BP: Shale oil is a significant resource, of course, but it is not a "game changer." It is in the same category with shale gas. The Bakken is a very material resource and it will provide decades of production. However, Bakken production has peaked in Saskatchewan. It has peaked in Montana. It is approaching its peak in North Dakota. This does not mean that we are running out of drilling locations, or that production is going to fall off a cliff tomorrow. However, I expect production to plateau before long. Something similar is happening in the Eagle Ford in Texas. A lot of the wells there have extremely high decline rates and production may be hitting a plateau. In the overall context of the United States, we see a continuous decline in the Gulf of Mexico and California. There is significant decline in Alaska. Those producers are struggling to keep up the flow through the Alyeska pipeline without having to do a major retrofit of the pipeline to put in more pumps due to the low throughput pressure. We are seeing a decline in California of about 15,000 barrels every year. The overall increase in oil production in the U.S. in the last few years has been wonderful, but many oil fields are getting long in the tooth, and I would expect a plateau to soon emerge.
TER: How will the contraction of the natural gas supply affect its price?

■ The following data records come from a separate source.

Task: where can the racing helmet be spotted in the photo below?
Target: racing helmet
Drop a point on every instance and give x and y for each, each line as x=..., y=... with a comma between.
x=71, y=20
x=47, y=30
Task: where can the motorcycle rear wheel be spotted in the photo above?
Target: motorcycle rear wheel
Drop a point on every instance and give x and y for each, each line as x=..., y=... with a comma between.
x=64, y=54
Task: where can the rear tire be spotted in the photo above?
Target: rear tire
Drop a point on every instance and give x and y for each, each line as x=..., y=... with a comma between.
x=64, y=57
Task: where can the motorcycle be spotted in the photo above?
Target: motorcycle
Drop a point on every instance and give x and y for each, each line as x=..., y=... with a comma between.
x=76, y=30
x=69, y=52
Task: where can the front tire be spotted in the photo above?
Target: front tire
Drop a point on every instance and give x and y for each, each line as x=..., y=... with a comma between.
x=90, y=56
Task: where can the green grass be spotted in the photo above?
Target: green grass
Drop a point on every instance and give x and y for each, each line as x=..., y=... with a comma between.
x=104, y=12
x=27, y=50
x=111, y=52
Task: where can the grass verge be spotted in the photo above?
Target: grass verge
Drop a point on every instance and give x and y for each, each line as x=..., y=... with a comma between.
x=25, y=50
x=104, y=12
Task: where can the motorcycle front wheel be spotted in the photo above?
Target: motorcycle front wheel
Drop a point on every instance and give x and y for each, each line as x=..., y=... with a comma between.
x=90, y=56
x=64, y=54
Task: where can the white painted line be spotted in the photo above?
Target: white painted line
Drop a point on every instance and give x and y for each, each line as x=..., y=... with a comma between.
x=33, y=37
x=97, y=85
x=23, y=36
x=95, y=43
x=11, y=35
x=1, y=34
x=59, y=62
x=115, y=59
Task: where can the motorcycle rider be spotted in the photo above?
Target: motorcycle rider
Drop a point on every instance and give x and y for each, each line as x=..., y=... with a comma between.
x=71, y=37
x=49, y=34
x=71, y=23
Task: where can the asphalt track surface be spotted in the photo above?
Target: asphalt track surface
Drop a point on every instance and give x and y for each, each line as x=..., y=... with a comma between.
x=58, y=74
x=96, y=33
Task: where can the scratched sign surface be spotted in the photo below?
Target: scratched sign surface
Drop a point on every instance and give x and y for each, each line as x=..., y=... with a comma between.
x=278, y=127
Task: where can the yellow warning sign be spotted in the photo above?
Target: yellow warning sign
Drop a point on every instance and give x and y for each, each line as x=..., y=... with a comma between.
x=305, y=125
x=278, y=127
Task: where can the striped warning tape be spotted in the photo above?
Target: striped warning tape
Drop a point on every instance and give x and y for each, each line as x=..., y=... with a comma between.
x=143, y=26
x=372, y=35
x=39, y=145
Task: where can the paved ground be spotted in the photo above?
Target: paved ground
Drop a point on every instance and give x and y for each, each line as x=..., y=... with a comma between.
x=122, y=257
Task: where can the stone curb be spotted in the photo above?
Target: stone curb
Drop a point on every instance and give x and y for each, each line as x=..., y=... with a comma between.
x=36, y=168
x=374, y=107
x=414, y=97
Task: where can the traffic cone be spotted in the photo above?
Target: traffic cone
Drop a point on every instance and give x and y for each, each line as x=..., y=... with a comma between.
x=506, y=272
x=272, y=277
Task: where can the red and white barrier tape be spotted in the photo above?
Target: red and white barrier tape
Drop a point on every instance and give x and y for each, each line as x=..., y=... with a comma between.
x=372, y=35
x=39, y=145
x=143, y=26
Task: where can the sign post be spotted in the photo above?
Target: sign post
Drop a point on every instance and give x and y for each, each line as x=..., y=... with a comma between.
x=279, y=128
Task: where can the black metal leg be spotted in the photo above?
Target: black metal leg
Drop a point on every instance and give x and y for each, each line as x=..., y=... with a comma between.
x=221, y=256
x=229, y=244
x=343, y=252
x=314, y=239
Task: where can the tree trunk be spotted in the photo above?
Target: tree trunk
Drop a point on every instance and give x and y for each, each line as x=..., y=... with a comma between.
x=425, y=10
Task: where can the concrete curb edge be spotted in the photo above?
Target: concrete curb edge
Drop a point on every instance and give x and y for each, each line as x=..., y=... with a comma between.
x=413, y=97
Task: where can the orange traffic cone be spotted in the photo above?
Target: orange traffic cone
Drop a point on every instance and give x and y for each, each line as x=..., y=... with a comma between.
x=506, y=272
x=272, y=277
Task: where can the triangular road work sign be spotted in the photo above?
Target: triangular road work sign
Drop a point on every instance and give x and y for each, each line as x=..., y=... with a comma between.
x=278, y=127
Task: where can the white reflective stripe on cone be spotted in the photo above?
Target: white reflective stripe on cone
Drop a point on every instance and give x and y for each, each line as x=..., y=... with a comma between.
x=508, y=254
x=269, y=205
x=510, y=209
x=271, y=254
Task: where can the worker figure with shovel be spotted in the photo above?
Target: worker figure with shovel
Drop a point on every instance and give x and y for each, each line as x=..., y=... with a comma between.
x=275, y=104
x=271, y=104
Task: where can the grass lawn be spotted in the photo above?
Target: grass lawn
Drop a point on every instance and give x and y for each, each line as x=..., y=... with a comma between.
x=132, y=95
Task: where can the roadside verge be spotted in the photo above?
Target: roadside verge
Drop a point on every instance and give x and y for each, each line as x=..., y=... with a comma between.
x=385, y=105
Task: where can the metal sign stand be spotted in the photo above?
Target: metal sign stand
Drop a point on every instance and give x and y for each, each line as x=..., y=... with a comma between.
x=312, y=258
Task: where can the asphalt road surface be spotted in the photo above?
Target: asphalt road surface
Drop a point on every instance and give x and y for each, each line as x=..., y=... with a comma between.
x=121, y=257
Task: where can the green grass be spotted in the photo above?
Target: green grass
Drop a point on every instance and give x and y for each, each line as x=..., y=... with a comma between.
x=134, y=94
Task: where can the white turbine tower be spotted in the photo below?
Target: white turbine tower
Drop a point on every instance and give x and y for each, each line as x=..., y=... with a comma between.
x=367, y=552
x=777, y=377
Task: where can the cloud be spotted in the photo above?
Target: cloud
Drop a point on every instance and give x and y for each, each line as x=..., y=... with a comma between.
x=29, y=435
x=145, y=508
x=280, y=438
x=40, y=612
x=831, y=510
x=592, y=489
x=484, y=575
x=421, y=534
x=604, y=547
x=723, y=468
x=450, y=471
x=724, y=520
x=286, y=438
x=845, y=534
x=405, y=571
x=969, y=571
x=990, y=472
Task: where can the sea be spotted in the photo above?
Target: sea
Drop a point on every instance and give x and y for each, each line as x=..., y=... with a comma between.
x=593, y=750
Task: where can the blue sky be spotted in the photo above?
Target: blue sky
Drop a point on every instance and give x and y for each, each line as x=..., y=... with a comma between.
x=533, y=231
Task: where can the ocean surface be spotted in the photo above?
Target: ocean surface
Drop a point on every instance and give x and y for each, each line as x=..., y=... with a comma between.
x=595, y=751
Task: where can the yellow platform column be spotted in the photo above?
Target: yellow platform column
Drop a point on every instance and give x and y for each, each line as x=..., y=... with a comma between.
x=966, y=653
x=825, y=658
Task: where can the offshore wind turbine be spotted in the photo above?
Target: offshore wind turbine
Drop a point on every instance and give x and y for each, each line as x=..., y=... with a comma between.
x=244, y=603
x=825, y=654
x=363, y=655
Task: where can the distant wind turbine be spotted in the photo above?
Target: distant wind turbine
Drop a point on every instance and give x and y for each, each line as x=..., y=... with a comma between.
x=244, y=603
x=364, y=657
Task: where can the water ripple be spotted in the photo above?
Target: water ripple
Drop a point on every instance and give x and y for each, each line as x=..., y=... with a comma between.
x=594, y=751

BP: We will see a new equilibrium price for gas at much higher levels than the present. I vehemently disagree with industry observers who say that the U.S. is the next big exporter of liquefied natural gas (LNG). I believe that the U.S. will soon be increasing LNG imports, and that U.S. prices will move back to world levels.
We are currently seeing between $13 per thousand cubic feet (Mcf) and $15/Mcf in South America as Brazil and Argentina import LNG. We're seeing $17/Mcf in Japan and similar prices in Korea. The only place that is not increasing its LNG imports right now is Europe, and that is being made up for by increasing demand in Asia.
TER: How will a contracting supply affect the prospects of companies that are exploring and developing gas fields in North America today?
BP: The companies that can find new reserves of oil and gas will enter a golden era as prices skyrocket. There has been a lot of consolidation in the industry over the last five years. In Canada, very few juniors have started up since 2007. This is the fifth anniversary of the Halloween Massacre, when the Canadian government changed the laws regarding trusts, which really shrank the amount of capital going into junior companies.
The bigger North American companies are consolidating, because it is harder to acquire prospective land. Plus, the cost of drilling wells has gone up. But juniors that can find new reserves and that can increase production per share and cash-flow per share will have a wonderful rise over the next three to five years. Companies are helped by the upward trend of ever-higher oil prices and we will soon seemuch higher gas prices. And remember, all of this is happening at a time of historically low interest rates. So companies that can get to critical size and borrow money at today's low rates have a chance to deploy that capital into some very high-return projects. Good companies are trading at historically low multiples of cash flow or multiples of NAV (net asset value). So there are some great values out there that really make the energy sector attractive.